La logique de l’honneur – Philippe d’Iribarne
Un livre essentiel à qui s’intéresse à la transformation digitale, bien qu’écrit en 1992. La raison en est que Philippe d’Iribarne s’est spécialisé dans l’étude du fonctionnement des entreprises et des économies en fonction de cultures différant fortement d’une nation à l’autre. Il met en avant trois types de cultures :
le modèle anglo-saxon, particulièrement factuel et contractuel. Les relations detravail sont régies par l’importance des cadres contractuels et de la transparence. La liaison entre un cadre et son subordonné y est définie tout à la fois par la mission contractualisée que par les indicateurs mesurables qui permettent d’assurer que cette mission, confiée au subordonnée est convenablement réalisée. Selon d’Iribarne, ce cadre en apparence simple induit un certain nombre de rigidités corporatistes, parfois difficiles à dépasser mais n’en reste pas moins très productif,
le modèle hollandais, au sein duquel l’accomplissement d’une tache par le collectif prime. L’importance des grades et titres est là minimisée et le dialogue, voir la confrontation sans ambages est privilégiée. Un modèle évidemment efficace mais qui semble être confronté à la difficulté du traitement de cas individuels problématiques. Une conséquence parmi d’autre que relève d’Iribarne est le très important absentéisme (x4 par rapport aux USA) que l’on observe dans le modèle néerlandais,
le modèle français, que d’Iribarne appelle “la logique de l’honneur” où c’est une forme d’éthique personnelle qui va engager les individus et structurer les relations entre eux. Ce modèle implique un niveau de codes subtils et non-dits importants ; en contrepartie il semble aboutir à des niveaux d’engagements des collaborateurs qui pourraient être supérieur à d’autres.

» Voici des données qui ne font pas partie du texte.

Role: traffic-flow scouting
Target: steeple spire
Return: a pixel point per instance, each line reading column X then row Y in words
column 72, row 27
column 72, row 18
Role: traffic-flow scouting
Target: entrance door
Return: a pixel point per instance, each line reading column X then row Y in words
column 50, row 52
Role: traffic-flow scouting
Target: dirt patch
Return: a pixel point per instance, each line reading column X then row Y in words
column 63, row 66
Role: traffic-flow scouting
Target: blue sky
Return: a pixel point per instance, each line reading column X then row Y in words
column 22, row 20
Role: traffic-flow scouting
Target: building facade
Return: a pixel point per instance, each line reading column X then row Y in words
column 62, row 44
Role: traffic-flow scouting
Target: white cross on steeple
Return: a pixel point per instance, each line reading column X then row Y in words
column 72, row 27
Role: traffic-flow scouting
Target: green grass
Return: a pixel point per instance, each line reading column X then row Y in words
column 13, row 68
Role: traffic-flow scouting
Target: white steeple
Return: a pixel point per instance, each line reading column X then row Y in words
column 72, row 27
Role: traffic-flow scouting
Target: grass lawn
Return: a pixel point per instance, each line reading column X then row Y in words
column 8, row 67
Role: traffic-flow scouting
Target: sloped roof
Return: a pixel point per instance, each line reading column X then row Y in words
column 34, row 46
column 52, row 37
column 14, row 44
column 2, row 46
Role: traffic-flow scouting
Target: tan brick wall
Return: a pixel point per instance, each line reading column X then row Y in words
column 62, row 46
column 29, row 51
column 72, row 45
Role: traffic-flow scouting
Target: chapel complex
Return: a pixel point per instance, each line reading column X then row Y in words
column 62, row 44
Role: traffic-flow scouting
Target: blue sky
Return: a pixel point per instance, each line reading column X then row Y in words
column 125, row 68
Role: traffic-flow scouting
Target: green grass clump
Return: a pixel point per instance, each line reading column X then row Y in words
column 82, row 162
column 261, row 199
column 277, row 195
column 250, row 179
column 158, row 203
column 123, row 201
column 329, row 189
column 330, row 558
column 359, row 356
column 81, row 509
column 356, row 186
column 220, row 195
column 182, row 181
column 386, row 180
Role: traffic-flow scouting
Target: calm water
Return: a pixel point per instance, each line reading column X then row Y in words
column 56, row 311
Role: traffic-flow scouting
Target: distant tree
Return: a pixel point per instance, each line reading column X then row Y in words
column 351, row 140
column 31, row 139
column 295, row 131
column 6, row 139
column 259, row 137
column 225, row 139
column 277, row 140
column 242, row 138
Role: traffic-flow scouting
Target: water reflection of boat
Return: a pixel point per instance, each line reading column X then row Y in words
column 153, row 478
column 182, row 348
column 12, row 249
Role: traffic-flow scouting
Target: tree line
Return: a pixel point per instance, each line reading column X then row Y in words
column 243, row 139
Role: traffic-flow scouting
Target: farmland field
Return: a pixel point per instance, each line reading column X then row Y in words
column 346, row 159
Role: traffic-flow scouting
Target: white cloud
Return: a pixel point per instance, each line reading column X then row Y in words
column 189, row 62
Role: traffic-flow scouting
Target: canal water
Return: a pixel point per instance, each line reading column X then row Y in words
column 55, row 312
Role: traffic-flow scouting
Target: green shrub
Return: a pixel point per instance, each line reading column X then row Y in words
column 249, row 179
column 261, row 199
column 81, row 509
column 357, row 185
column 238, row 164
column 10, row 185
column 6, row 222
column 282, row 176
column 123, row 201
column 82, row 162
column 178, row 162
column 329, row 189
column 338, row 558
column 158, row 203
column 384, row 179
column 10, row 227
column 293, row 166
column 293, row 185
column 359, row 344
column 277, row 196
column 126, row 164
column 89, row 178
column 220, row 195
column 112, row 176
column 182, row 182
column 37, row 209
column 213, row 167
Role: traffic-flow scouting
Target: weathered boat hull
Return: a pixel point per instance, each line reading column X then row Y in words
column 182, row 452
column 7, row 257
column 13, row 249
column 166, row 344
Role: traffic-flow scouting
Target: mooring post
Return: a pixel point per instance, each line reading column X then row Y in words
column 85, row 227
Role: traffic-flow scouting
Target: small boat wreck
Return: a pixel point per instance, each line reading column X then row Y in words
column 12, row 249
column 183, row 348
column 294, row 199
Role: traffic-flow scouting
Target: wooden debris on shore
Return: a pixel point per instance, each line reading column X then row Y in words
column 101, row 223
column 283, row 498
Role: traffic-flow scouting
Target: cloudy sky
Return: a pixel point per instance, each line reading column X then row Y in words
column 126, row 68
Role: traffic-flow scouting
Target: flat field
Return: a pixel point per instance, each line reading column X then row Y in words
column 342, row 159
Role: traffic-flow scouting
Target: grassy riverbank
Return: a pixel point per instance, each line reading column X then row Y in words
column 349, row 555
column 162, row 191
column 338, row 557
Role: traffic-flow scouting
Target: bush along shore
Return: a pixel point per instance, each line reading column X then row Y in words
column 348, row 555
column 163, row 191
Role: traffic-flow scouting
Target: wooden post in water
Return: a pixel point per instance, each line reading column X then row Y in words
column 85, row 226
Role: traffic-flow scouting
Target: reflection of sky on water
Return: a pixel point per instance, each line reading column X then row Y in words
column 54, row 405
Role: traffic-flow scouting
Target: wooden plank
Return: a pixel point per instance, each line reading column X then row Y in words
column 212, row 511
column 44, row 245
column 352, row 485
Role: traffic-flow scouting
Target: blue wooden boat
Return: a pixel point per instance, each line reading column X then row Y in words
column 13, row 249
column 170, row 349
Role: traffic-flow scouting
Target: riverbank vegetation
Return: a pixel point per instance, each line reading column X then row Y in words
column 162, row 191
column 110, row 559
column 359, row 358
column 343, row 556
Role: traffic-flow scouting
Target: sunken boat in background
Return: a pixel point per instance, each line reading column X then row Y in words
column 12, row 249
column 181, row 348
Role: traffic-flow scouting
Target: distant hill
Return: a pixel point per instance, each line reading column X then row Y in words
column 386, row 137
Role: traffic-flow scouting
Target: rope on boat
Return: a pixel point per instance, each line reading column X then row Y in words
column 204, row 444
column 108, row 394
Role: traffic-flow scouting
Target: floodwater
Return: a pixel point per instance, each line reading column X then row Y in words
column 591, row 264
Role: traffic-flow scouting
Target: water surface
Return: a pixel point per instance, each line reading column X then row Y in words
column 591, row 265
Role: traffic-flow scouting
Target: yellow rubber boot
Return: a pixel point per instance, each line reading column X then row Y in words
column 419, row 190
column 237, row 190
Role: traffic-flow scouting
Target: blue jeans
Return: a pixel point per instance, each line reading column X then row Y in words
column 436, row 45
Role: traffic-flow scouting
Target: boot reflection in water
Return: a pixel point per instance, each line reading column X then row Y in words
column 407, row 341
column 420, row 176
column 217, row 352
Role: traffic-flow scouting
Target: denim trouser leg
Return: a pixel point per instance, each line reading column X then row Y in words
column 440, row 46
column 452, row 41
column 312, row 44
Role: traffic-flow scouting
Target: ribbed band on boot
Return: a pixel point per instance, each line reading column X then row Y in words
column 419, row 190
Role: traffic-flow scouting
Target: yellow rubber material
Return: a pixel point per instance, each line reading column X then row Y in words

En lisant cet ouvrage, on ne peut pas ne pas penser à nombre de situations que l’on rencontre au quotidien en France (et particulièrement à Paris), où nos concitoyens semblent souvent dans une réserve qui peut soudainement se transformer en une explosion revendicatrice si ce qui semble constitutif de leur(s) identité(s) vient à être attaqué. Ce que pointe d’Iribarne, c’est donc l’importance de la forme bien avant le fond, dans la prise de décision et la nécessité de prêter une attention première à un ensemble de codes sociaux dont la vocation première est avant tout de démontrer que l’honneur est sauf.
L’auteur se garde bien de décrire un modèle qui aurait un avantage déterminant sur les autres, mais il observe que les règles explicites ne priment pas toujours, particulièrement dans le modèle français. Ainsi, si celui-ci donne une importance toute singulière aux grades et titres, il observe également que les données objectives ne sont pas aussi déterminantes qu’elles pourraient être dans ce modèle qu’elles le sont dans le modèle hollandais et dans une moindre mesure américain où l’objectif prime sur l’honneur individuel. A l’égard du digital, c’est une observation pertinente. Elle pourrait expliquer pourquoi la mise en oeuvre de modèles extrêmement flexibles, basés sur une évaluation pour ainsi dire permanente de la performance est si commune dans le modèle digital américain et -d’après les observations que j’ai pu en faire- plus difficile à mettre en place dans le modèle français. Car rappelons-le : le modèle digital repose largement sur la capacité des analytics -de la mesure permanente de la performance- de l’AB testing et du benchmark. Or, les logiques de total analytics sont beaucoup moins répandues en France qu’ailleurs, selon les éditeurs même de solutions logicielles d’analytics. La logique de l’honneur est à cet égard un livre fort, car il décortique les sous-jacents implicites qui expliquerait les différences managériales et difficultés d’adaptation de la révolution digitales à toutes cultures et en particulier à la française.